ColBERT Provider¶
Multi-vector embedding generation using ColBERT models.
What is ColBERT?¶
ColBERT (Contextualized Late Interaction over BERT) produces multiple vectors per text - one for each token. This enables fine-grained, token-level matching.
Late Interaction: Query and document are encoded independently, then compared token-by-token using MaxSim scoring.
Requirements¶
# Using virtualenv with uv (recommended)
./scripts/setup_venv.sh
uv pip install transformers torch --python .venv/bin/python
# Or install manually
pip install transformers torch
Configuration¶
%% Using virtualenv (recommended)
{ok, State} = barrel_embed:init(#{
embedder => {colbert, #{
venv => "/absolute/path/to/.venv",
model => "colbert-ir/colbertv2.0", % default
timeout => 120000 % default, ms
}}
}).
%% Using system Python
{ok, State} = barrel_embed:init(#{
embedder => {colbert, #{
python => "python3", % default
model => "colbert-ir/colbertv2.0", % default
timeout => 120000 % default, ms
}}
}).
Options¶
| Option | Type | Default | Description |
|---|---|---|---|
venv |
string | undefined |
Path to virtualenv (recommended) |
python |
string | "python3" |
Python executable (if no venv) |
model |
string | "colbert-ir/colbertv2.0" |
Model name |
timeout |
integer | 120000 |
Timeout in milliseconds |
Supported Models¶
| Model | Dimensions | Notes |
|---|---|---|
colbert-ir/colbertv2.0 |
128 | Default, standard ColBERT |
answerdotai/answerai-colbert-small-v1 |
96 | Smaller, faster |
jinaai/jina-colbert-v2 |
128 | Long context (8192 tokens) |
Multi-Vector Format¶
ColBERT returns a list of token vectors:
[
[0.1, 0.2, ...], % vector for token 1
[0.3, 0.4, ...], % vector for token 2
[0.5, 0.6, ...], % vector for token 3
...
]
API¶
Native Multi-Vector API¶
%% Single text - returns list of token vectors
{ok, TokenVecs} = barrel_embed_colbert:embed_multi(<<"document text">>, Config).
%% Batch
{ok, MultiVecs} = barrel_embed_colbert:embed_batch_multi(Texts, Config).
MaxSim Scoring¶
ColBERT uses MaxSim for scoring:
%% Calculate MaxSim score between query and document
QueryVecs = ..., % from embed_multi
DocVecs = ..., % from embed_multi
Score = barrel_embed_colbert:maxsim_score(QueryVecs, DocVecs).
Dense API (Mean Pooling)¶
For compatibility, ColBERT can return a single vector via mean pooling:
Note
Mean pooling loses the fine-grained matching capability. Use embed_multi/2 for best results.

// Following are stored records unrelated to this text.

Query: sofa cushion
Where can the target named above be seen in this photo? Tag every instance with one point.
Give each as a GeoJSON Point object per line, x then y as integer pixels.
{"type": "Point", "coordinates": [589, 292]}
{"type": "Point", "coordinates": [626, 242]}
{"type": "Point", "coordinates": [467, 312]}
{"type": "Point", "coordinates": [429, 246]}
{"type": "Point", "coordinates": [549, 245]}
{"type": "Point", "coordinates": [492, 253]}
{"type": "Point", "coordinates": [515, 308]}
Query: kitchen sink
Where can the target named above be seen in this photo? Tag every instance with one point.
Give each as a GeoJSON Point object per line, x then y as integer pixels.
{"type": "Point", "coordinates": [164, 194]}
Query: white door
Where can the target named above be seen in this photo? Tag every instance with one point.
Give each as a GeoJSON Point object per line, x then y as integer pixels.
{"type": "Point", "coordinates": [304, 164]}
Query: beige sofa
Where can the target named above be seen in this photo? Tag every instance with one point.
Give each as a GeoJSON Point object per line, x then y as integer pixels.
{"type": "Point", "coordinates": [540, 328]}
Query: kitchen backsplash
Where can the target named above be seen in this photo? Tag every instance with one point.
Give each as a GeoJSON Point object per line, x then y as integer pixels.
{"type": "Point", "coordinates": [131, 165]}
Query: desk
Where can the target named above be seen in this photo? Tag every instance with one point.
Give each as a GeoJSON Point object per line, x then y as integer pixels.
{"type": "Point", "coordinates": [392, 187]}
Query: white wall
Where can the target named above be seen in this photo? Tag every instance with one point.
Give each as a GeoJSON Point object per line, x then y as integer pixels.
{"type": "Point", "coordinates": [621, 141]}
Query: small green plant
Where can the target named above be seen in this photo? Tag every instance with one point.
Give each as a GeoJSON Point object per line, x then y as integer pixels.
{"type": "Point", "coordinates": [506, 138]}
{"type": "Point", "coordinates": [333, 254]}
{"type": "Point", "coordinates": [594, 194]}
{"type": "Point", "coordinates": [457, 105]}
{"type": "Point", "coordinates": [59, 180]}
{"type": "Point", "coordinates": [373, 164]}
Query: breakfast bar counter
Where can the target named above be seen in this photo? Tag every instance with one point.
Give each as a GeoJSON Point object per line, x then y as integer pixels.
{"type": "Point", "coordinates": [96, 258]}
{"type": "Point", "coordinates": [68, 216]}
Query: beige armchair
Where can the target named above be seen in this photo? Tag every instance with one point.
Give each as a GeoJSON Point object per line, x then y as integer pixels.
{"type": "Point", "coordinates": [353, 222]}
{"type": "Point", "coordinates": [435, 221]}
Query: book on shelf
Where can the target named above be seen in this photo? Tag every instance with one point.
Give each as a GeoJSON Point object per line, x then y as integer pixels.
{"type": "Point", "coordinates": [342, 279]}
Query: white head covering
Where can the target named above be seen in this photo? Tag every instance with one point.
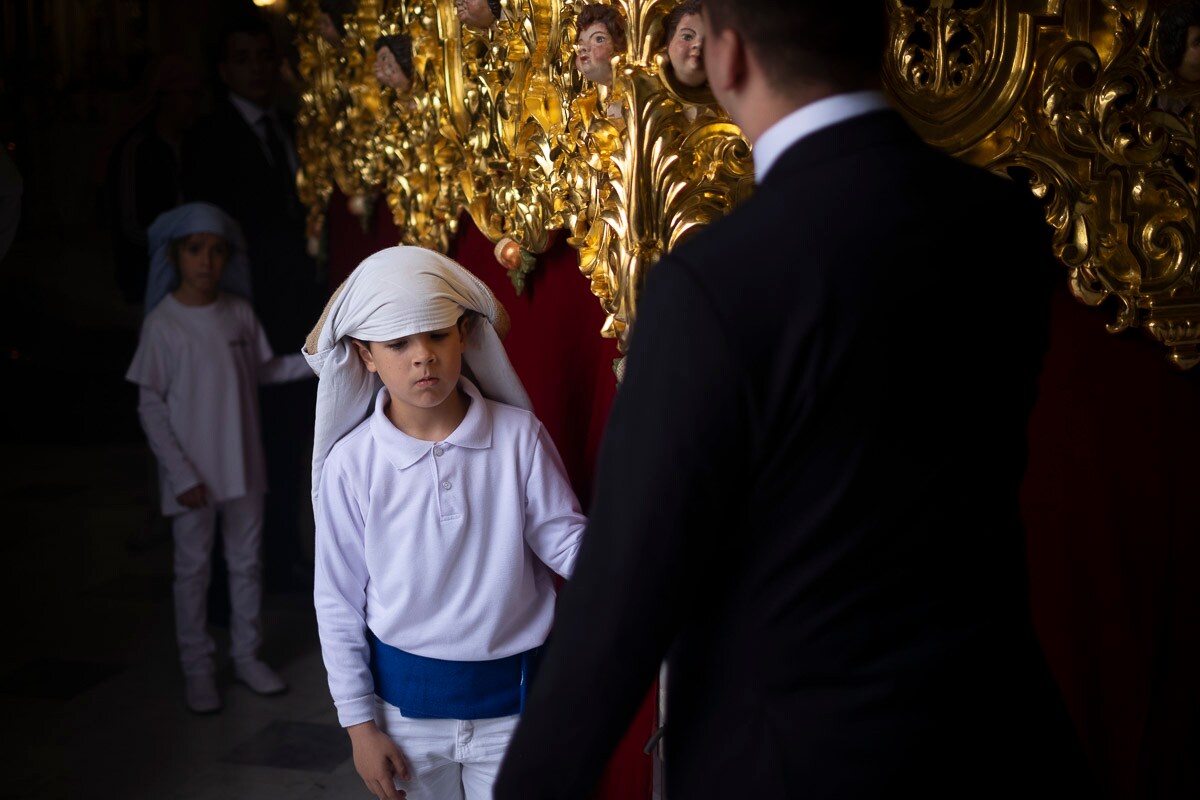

Example: Passage Retrieval¶
%% Initialize
{ok, State} = barrel_embed:init(#{embedder => {colbert, #{}}}).
{_, Config} = hd(maps:get(providers, State)).
%% Embed query and documents
{ok, QueryVecs} = barrel_embed_colbert:embed_multi(<<"What is machine learning?">>, Config).
{ok, Doc1Vecs} = barrel_embed_colbert:embed_multi(Doc1, Config).
{ok, Doc2Vecs} = barrel_embed_colbert:embed_multi(Doc2, Config).
%% Score and rank
Score1 = barrel_embed_colbert:maxsim_score(QueryVecs, Doc1Vecs).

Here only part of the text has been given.